Moving objects can not be positioned in ARKit 1. In ARKit 2, specified images can be tracked in AR scene.

arkit 2 image tracking

The classes in ARKit 2 for image tracking are:

arkit 2 image tracking classes

The detected ARImageAnchors have properties like:

open class ARImageAnchor : ARAnchor, ARTrackable { 
    public var isTracked: Bool { get }
    open var transform: simd_float4x4 { get }
    open var referenceImage: ARReferenceImage { get }

The specified image should:

  • Histogram should be broad
  • Not have multiple uniform color regions
  • Not have repeated structures

The following is the demo:

arkit 2 image tracking demo

The inputs of the above demo are:

  • an static image of the cat, the same as it is in the picture frame
  • an video of the cat

The video is played at the position of the specified picture frame, with the same orientation of the picture frame.

There are two classes related to image tracking:

ARImageTrackingConfiguration ARWorldTrackingConfiguration
Has No World Origin Has World Origin
After detecting the image, only do things inside the place of the image. After detecting the image, place some virtual objects outside the detected image plane.

3D Object Detection

3D object detection workflow is:

arkit2 3D object tracking classes

The ARObjectAnchor contains properties like:

open class ARObjectAnchor : ARAnchor {
    open var transform: simd_float4x4 { get }
    open var referenceObject: ARReferenceObject { get }

and ARReferenceObject is the scanned 3D object:

open class ARReferenceObject
    : NSObject, NSCopying, NSSecureCoding {
    open var name: String?
    open var center: simd_float3 { get }
    open var extent: simd_float3 { get }
    open var rawFeaturePoints: ARPointCloud { get }

An ARReferenceObject contains only the spatial feature information needed for ARKit to recognize the real-world object, and is not a displayable 3D reconstruction of that object.

In order to get the ARReferenceObject, we should scan the real object, and store the result as an file (.arobject) or an xcode asset catalog for ARKit to use. Fortunately, Apple supplies a demo for scanning 3D object to get the ARReferenceObject. Refer to: Scanning and Detecting 3D Objects for detail and the rough steps of object scanning are:

arkit2 3D object scan

For scanned object in the real world, we can dynamically add some info around it (Museum is a good use case.), like the demo does:

arkit2 object tracking demo

Face Tracking Enhancements

With face tracking, we can place something on it or around it.

Enhancements in ARKit 2:

  • Gaze tracking
  • Tongue support

Gaze and Tongue can be input of the AR app.

New changes in one screenshot:


Some other WWDC Sessions Related to AR

Integrating Apps and Content with AR Quick Look

A deeper dive into a new feature in iOS that provides a way to preview any AR object from a USDZ file.

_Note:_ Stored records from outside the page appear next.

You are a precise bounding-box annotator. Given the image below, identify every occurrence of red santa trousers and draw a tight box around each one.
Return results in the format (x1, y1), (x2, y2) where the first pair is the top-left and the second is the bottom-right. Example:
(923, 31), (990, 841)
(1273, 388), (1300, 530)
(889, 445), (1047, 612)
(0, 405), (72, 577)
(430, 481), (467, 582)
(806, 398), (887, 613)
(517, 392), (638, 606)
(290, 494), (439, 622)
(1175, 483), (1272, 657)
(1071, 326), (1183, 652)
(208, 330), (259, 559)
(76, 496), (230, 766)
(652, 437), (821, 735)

  • There’s a great sequence diagram presented (see above) (I wish more sessions would have these!) for previewing USDZ objects, of which the QLPreviewController plays a central role.
  • For web developers, it covers HTML samples for how to preview USDZ objects in Safari.
  • Then it goes into a deep dive on how to create the actual USDZ objects, with more examples on new AR texturing capabilities.
  • There’s also a quick overview on how to optimize the files, to keep the size down, and there’s a breakdown of the files that make up the USDZ format.

Inside SwiftShot: Creating an AR Game

Covers world map sharing, networking, and the physics of how to build an AR game, as well as some design insight (I have limited game dev experience so I’ll do the best I can below).

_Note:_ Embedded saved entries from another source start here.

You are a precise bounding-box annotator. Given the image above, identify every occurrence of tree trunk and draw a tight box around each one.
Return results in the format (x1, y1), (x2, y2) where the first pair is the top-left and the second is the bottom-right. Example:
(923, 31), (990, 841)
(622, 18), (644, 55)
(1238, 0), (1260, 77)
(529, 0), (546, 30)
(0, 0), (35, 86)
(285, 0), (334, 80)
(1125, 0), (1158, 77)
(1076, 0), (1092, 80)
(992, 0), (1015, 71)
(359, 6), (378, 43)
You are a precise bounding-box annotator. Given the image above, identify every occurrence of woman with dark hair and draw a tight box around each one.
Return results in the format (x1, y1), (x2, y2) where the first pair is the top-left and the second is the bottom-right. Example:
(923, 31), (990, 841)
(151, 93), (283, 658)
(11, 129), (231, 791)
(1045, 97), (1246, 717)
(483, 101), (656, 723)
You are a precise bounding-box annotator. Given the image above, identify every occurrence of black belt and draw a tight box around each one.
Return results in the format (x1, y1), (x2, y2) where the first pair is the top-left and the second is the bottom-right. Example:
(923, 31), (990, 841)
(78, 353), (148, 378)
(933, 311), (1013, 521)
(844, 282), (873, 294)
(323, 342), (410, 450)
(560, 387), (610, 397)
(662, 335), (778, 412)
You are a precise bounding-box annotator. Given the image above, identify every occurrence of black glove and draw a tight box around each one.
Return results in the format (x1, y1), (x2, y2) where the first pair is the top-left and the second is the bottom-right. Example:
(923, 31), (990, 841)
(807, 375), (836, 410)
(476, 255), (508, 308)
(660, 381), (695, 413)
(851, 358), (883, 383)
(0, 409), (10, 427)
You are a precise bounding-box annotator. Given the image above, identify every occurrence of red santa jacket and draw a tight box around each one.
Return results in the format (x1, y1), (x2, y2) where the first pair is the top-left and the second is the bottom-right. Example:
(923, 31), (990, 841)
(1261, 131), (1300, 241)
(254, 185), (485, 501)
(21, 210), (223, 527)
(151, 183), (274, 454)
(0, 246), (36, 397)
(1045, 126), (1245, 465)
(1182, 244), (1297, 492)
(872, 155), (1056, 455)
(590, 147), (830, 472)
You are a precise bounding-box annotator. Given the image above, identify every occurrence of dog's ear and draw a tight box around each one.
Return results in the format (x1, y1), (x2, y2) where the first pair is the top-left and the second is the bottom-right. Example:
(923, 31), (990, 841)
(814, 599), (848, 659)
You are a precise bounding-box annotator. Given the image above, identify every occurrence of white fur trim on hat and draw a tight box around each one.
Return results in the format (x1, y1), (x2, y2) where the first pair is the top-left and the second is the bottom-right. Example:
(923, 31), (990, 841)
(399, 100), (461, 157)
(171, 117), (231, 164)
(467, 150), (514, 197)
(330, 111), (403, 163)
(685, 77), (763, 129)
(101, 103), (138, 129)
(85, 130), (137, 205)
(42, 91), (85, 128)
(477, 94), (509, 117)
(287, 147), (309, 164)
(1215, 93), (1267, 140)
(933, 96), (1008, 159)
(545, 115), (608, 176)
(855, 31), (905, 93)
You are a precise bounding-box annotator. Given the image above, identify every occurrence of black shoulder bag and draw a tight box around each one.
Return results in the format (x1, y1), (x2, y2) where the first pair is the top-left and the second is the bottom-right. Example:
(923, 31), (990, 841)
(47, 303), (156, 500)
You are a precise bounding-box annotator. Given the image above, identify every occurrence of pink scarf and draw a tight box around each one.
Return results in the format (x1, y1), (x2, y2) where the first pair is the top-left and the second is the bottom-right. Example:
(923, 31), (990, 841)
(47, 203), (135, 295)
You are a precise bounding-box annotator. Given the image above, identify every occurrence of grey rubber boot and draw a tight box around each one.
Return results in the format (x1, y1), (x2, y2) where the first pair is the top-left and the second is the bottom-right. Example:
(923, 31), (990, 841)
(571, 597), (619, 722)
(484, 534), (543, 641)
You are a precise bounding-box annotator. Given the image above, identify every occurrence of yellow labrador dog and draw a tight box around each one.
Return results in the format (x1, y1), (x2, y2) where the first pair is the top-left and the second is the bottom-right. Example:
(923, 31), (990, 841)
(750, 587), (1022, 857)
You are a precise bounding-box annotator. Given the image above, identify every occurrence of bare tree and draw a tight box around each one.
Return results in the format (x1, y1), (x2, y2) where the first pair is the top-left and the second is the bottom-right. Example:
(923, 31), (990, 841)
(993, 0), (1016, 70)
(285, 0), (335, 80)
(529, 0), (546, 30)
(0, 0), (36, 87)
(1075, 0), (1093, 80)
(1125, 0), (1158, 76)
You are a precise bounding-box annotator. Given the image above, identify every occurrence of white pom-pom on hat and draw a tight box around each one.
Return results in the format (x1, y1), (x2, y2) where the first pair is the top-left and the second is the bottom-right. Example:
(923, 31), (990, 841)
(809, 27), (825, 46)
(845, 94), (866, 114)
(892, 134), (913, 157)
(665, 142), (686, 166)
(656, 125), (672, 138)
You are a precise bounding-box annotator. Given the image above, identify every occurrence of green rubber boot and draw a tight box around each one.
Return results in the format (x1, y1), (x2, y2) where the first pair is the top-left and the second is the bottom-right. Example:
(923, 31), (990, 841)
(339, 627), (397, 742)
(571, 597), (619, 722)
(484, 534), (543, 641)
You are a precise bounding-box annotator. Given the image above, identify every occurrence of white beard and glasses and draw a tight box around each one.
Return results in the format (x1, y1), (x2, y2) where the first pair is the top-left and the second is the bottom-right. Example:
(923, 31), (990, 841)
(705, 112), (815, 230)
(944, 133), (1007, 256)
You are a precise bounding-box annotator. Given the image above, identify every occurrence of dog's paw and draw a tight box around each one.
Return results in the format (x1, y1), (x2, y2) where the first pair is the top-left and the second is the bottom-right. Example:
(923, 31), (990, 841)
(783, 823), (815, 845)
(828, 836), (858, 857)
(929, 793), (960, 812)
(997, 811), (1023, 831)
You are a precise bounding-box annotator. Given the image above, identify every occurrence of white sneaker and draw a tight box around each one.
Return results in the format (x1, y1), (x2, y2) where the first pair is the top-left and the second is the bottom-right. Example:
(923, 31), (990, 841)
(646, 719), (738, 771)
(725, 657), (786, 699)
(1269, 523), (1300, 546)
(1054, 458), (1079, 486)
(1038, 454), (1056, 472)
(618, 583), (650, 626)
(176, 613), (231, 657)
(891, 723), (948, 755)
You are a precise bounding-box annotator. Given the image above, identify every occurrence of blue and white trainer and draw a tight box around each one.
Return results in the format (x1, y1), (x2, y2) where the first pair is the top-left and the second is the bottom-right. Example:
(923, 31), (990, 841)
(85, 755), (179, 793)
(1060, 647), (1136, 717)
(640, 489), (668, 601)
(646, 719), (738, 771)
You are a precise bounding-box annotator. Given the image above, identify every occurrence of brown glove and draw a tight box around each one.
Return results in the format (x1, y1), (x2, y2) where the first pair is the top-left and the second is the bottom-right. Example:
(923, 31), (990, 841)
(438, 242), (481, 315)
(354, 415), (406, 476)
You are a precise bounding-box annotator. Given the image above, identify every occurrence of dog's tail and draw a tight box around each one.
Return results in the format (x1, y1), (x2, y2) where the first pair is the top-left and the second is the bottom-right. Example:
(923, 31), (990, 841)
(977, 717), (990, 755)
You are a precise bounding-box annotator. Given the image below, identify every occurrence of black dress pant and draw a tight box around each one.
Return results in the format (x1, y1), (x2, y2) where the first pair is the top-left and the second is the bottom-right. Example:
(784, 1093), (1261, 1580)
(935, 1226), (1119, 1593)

  • Pointers to remember with designing an AR game, such as “encouraging” the user to slowly move the device for world mapping!
  • It demonstrates the usage of image & object detection, world map sharing, and iBeacons for the game.
  • Integrating ARKit with SceneKit and Metal, including the translation of physics data between each — position, velocity, and orientation.
  • Performance enhancement with the BitStreamCodable protocol.
  • A small look at how audio was integrated into the game.

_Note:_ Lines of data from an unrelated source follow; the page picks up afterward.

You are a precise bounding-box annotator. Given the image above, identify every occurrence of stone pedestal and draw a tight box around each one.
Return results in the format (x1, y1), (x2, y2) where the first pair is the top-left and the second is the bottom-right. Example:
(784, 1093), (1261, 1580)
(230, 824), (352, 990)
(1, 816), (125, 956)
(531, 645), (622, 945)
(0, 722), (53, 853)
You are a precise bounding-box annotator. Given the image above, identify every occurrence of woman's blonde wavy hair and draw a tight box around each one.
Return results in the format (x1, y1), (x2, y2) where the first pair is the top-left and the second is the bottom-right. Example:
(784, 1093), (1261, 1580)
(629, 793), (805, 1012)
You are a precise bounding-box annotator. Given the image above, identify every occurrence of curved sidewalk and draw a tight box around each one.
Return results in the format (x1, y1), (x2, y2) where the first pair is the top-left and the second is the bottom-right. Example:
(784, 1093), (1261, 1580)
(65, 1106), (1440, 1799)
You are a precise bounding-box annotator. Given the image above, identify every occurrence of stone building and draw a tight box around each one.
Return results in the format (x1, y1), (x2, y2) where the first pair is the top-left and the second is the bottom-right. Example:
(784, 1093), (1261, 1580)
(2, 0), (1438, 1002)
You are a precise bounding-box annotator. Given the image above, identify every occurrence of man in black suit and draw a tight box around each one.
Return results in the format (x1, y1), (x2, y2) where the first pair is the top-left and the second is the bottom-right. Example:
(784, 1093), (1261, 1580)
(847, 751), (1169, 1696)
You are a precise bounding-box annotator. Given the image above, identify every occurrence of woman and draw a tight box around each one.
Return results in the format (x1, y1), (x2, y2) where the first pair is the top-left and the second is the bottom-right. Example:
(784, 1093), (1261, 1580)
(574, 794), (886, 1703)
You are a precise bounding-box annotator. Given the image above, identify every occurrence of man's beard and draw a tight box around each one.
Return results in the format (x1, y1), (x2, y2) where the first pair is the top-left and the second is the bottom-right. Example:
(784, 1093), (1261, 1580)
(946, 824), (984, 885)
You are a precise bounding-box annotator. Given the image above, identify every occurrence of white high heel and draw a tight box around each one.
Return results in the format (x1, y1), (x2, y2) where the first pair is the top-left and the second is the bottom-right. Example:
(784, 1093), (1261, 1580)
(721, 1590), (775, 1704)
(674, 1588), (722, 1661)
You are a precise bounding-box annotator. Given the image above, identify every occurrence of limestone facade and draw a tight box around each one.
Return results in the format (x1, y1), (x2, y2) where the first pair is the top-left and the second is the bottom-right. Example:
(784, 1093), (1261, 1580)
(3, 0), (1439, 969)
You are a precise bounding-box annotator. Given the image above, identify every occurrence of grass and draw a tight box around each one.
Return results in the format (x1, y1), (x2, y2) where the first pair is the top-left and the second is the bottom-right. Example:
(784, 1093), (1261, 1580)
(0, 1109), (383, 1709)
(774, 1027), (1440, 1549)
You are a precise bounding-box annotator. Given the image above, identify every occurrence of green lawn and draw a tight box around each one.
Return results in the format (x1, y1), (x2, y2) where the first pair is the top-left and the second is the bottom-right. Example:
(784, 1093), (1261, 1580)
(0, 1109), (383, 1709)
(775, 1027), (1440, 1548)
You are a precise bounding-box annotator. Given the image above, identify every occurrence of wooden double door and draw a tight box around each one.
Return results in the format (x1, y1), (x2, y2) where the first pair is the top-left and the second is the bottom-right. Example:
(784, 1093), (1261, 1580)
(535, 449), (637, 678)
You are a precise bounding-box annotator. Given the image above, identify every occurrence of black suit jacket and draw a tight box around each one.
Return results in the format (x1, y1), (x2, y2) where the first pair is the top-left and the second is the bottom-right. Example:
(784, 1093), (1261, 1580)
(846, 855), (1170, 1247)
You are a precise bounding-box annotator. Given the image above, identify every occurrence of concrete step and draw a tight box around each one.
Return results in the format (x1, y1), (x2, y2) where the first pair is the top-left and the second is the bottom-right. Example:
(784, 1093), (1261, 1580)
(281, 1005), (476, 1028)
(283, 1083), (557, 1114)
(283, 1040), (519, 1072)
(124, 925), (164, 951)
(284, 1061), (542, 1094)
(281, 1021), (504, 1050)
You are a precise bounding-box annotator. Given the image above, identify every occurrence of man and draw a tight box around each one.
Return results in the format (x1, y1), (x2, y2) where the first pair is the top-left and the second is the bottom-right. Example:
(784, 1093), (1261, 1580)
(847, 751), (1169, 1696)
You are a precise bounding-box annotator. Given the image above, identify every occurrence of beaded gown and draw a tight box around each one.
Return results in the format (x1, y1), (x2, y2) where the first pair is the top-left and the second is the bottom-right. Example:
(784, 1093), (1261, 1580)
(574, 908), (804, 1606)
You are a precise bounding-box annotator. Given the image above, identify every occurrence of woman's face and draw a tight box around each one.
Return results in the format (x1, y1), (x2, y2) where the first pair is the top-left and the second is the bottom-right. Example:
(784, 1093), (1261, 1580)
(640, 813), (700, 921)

Creating Great AR Experiences

Best practises mainly from a UX & design perspective (there are no code samples in this session).

  • Logical dos and don’ts that may be useful, if you need help with thought towards product and empathy towards the user.
  • They emphasize the importance of using transitions between AR scapes.
  • Why AR is a special combination of touch and movement.
  • They advise that minimal battery impact should be a huge focus! This is a challenge, given that they recommend to render the FPS at 60 to avoid latency.
  • There’s a lengthy demonstration of creating an AR fireplace, with complex texturing, etc. It looks great, but unfortunately there were no coding samples accompanying the demo.

Understanding ARKit Tracking and Detection

A good broad overview of all of the main AR concepts.

  • This is such a good intro into not only AR on iOS, but AR in general, that it should have been part of 2017’s sessions when ARKit was first introduced. Better late than never. If you’re only going to watch one session, watch this one!
  • It recaps the main features of ARKit — orientation, world tracking, and plane detection, and demos all of these in depth with coding samples.
  • It then demos the new features of ARKit 2 — shared world mapping, image tracking, and object detection (which has been available in the Vision framework recapped above, but is now also accessible in ARKit).
  • A good explanation on a core AR principle, Visual Inertial Odometry, is given. Short of going into the actual physics equations behind it, this should give you a great understanding of VIO.

Some other materials for a better AR app:

Building Your First AR Experience

This document demos an app for basic usage of ARKit.

Managing Session Lifecycle and Tracking Quality

Make your AR experience more robust by

  • providing clear feedback, using ARCamera.TrackingState.
  • recovering from interruptions, using ARCamera.TrackingState.Reason.relocalizing.
  • resuming previous sessions, using ARWorldMap.

Human Interface Guidelines - Augmented Reality

This post describes how to rendering virtual objects, how to interact with virtual objects, how to handling interruptions. It is for UX.

Handling 3D Interaction and UI Controls in Augmented Reality

This document describes the best practices for visual feedback, gesture interactions, and realistic rendering in AR experiences. And a demo app is supplied.

arkit demo

Creating a Multiuser AR Experience

This document demos an app (with source code) on how to transmit ARKit world-mapping data between nearby devices with the MultipeerConnectivity framework (introduced in iOS 7.0) to create a shared basis for AR experiences. MultipeerConnectivity supports peer-to-peer connectivity and the discovery of nearby devices. With MultipeerConnectivity, you can not only share ARWorldMap, but also some actions. This makes multiuser AR game possible.


  • Recording and transmitting a world map and relocalizing to a world map are time-consuming, bandwidth-intensive operations. A good design is needed for better performance.
  • The persons received the world map data need to move their device so they see a similar perspective (also sent by the host) helps ARKit process the received map and establish a shared frame of reference for the multiuser experience.

SwiftShot: Creating a Game for Augmented Reality

This document demos the SwiftShot game shown on WWDC 2018, including:

  • Designing Gameplay for AR
  • Using Local Multipeer Networking and Sharing World Maps
  • Synchronizing Gameplay Actions
  • Solving Multiplayer Physics

Recognizing Images in an AR Experience

Detect known 2D images in the user’s environment, and use their positions to place AR content.

Scanning and Detecting 3D Objects

Record spatial features of real-world objects, then use the results to find those objects in the user’s environment and trigger AR content.